A number of people mentioned that a rogue should never take the feats which boost your skills. But what if you are running a rogue NOT focussed on combat? My (low-level) group includes a barbarian, a barbarian/fighter and a battle cleric who is obsessed with the number of kills she gets. When melee begins I just stay out of their way and shoot arrows. But you can't get flanking bonuses with ranged attacks.

This is why I wanted to focus on skills, to manage the problems that CAN'T be solved with combat. The skill bonus feats seem a good way of doing that. My rogue has a very high Dex(18-20) and Int (16) but mediocre Cha (10).
 

Umbran said:


Which brings up the point - what makes a potent PC and a potent NPC are not the same thing. The NPC, in a sense, doesn't have to worry much about long-term effectiveness, and can be optimized for their encounter with the PCs.

Personally, I'd rather not give every NPC rogue this feat. NPC feats should be chosen like PC feats - with an eye to the character's history and purpose in life. To say that every single NPC rogue is interested enough in melee to spend the feat on it seems artifical to me. If you dont want your players being "munchkin", then as a DM, you must set an example, and not choose feats solely for their use against the party.

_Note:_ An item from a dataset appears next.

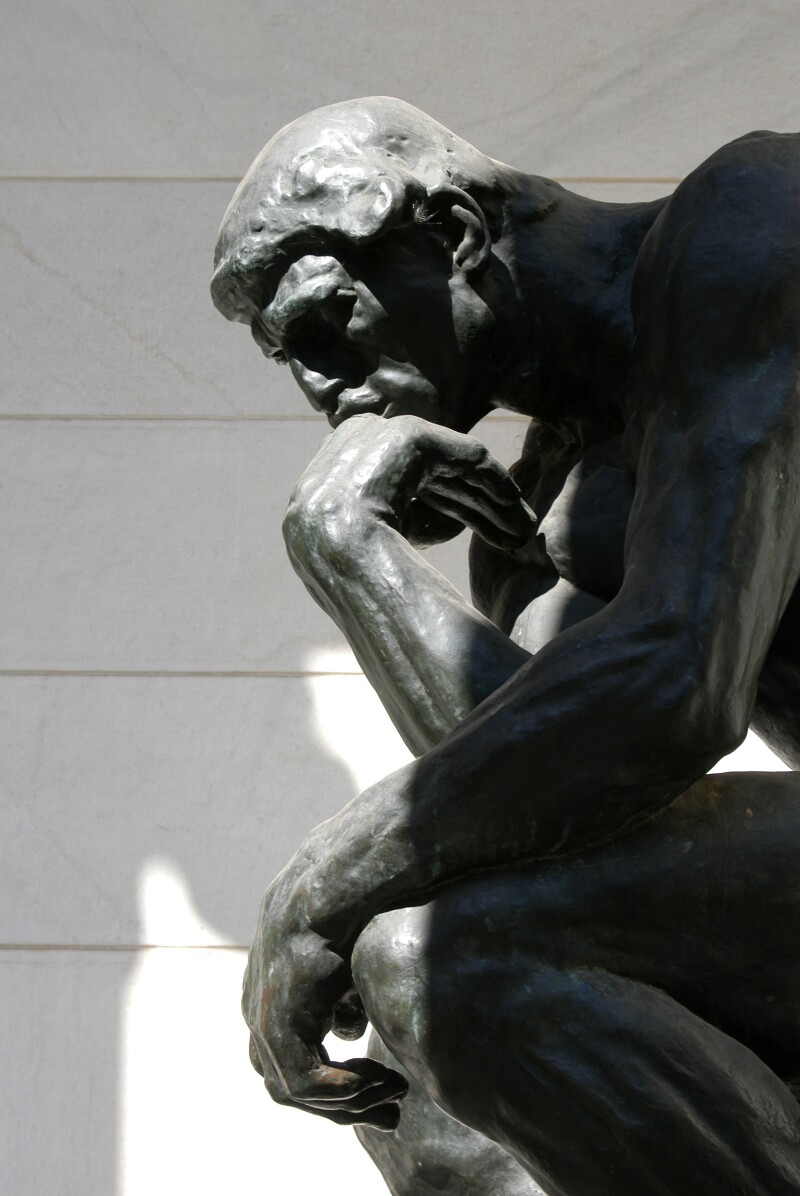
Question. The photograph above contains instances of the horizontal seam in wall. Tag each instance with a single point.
(123, 946)
(237, 178)
(73, 418)
(280, 673)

personally i think that II is a good feat, with regular advantages to PCs. Most of my PCs have had it as well. I'm not sure why people are so down on it here myself.
 

After my +1 initiative sorceror was the first or second in every encounter we had for 4 sessions and in another campaing my Dwarf Barbarians with +7 almost never goes first... I decided never again to get impr.initiative.

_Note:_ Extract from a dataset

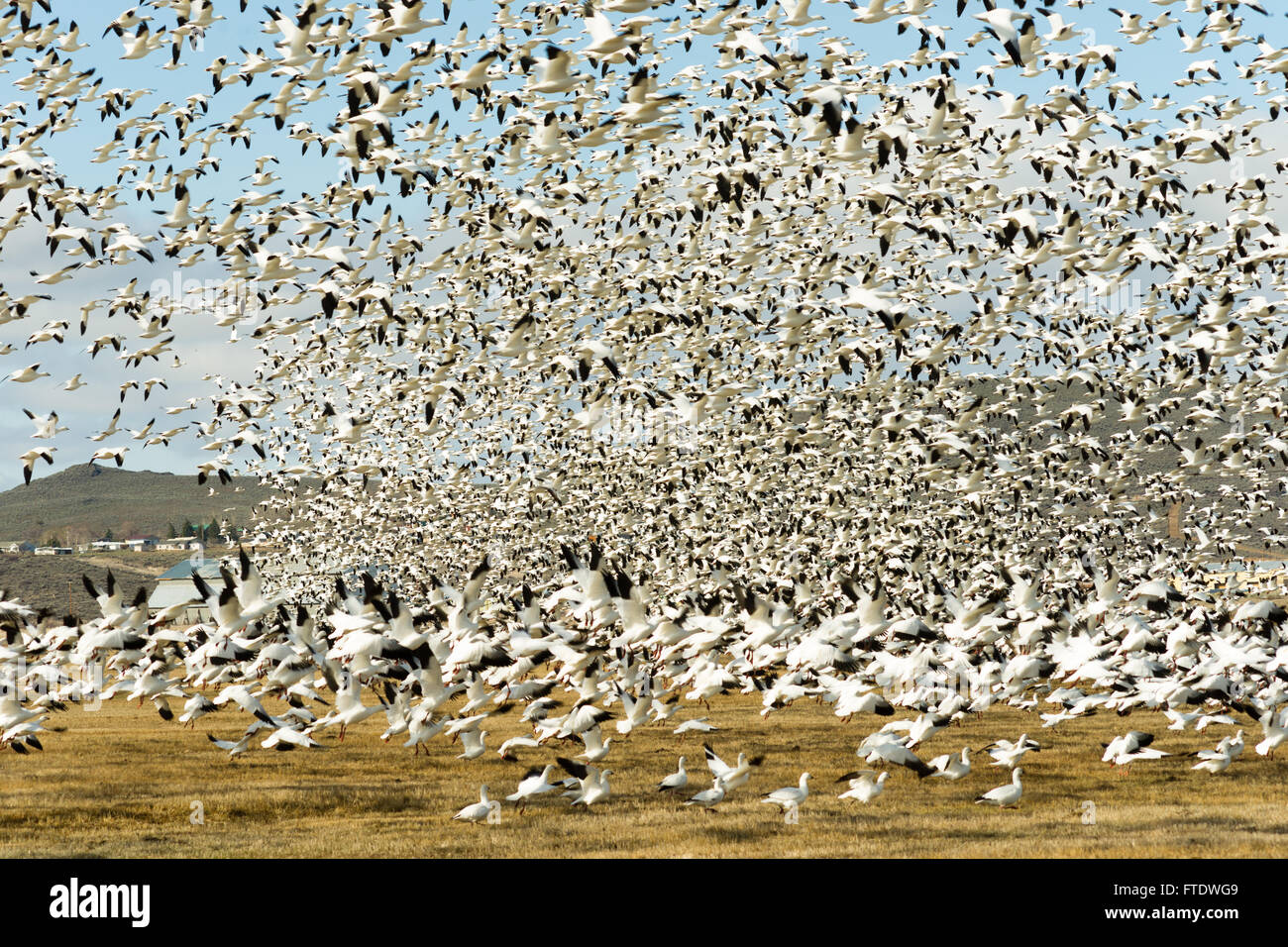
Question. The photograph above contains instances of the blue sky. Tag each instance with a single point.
(201, 346)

For Rogues its still useful... but for most fighters its worth waiting for that Boost spell before rushing into combat anyway.

Overall I dont like Impr.Initiative.
 

What I find interesting is how no one is comparing rogues to 1st or 2nd edition.

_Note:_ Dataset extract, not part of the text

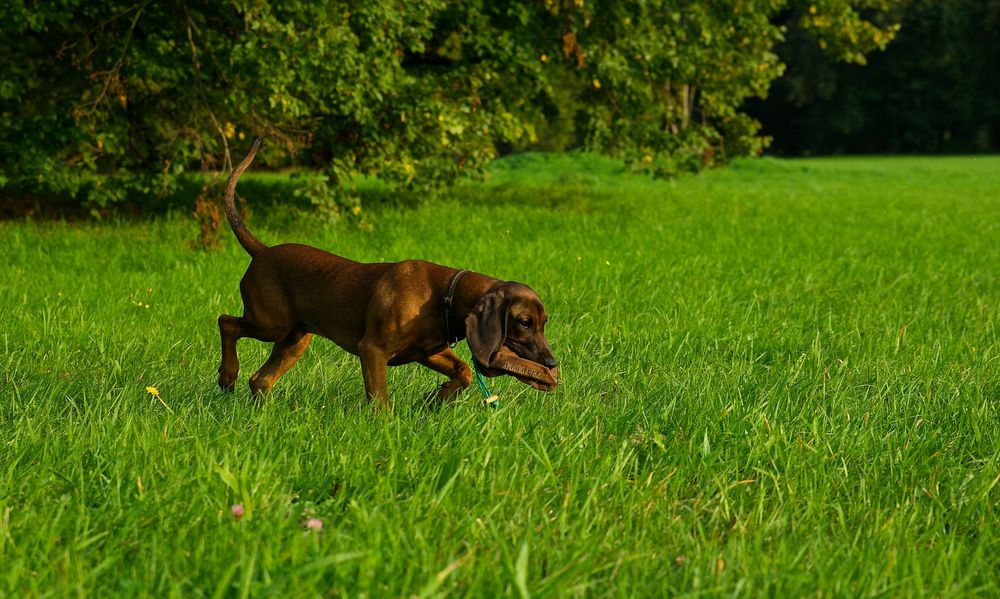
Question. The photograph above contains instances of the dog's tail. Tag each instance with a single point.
(250, 243)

First edition rogues had the equivilent of 9 skills: Pick Pockets, Find/Remove Traps (now Seach and Disable Device), Move Silently, Hide in Shadows (now just Hide), Hear Noise (now Listen), Climb Walls (now just Climb) and Read Languages (now Decipher Script). You could argue they also had Alertness Feat or spot skill as represented by their reduced chance of being surprised.

Second edition allowed you to adjust the percentages of these abilities, rather than having fixed percentages based on level. A gain in flexibility, but you couldn't get as good as the older generalist was.

Third edition split traps into two different skills, added a bunch more skills that would make a lot of sense for a rogue (forgery, gather info, spot, etc), allows flexibility in choice, but doesn't allow you to be as good a generalist as the old edition.


It is looking like in 3.5, many of the rogues should switch to Ranger or Bard.
 

bret said:
It is looking like in 3.5, many of the rogues should switch to Ranger or Bard.

way ahead of you. but that was the case from the inception of this edition. 1 lvl of ran 3 lvls of rog rinse repeat.

check out the link to characters in my sig.
 

bret said:
It is looking like in 3.5, many of the rogues should switch to Ranger or Bard.

interesting. on andy collins' boards, he chimes in with the fact that many of the changes made to the 3.5 ranger were implemented with changing it from a no-brainer that the ranger would multiclass as a rogue.
 

bret said:
It is looking like in 3.5, many of the rogues should switch to Ranger or Bard.

So they can have fewer of the skills they want?

I disagree, I think it's harder to make a rogue now due to the range of choices, but at least those choices exist! You can still be a good dungeon style generalist, but you can be soemthing else at the expense of that too.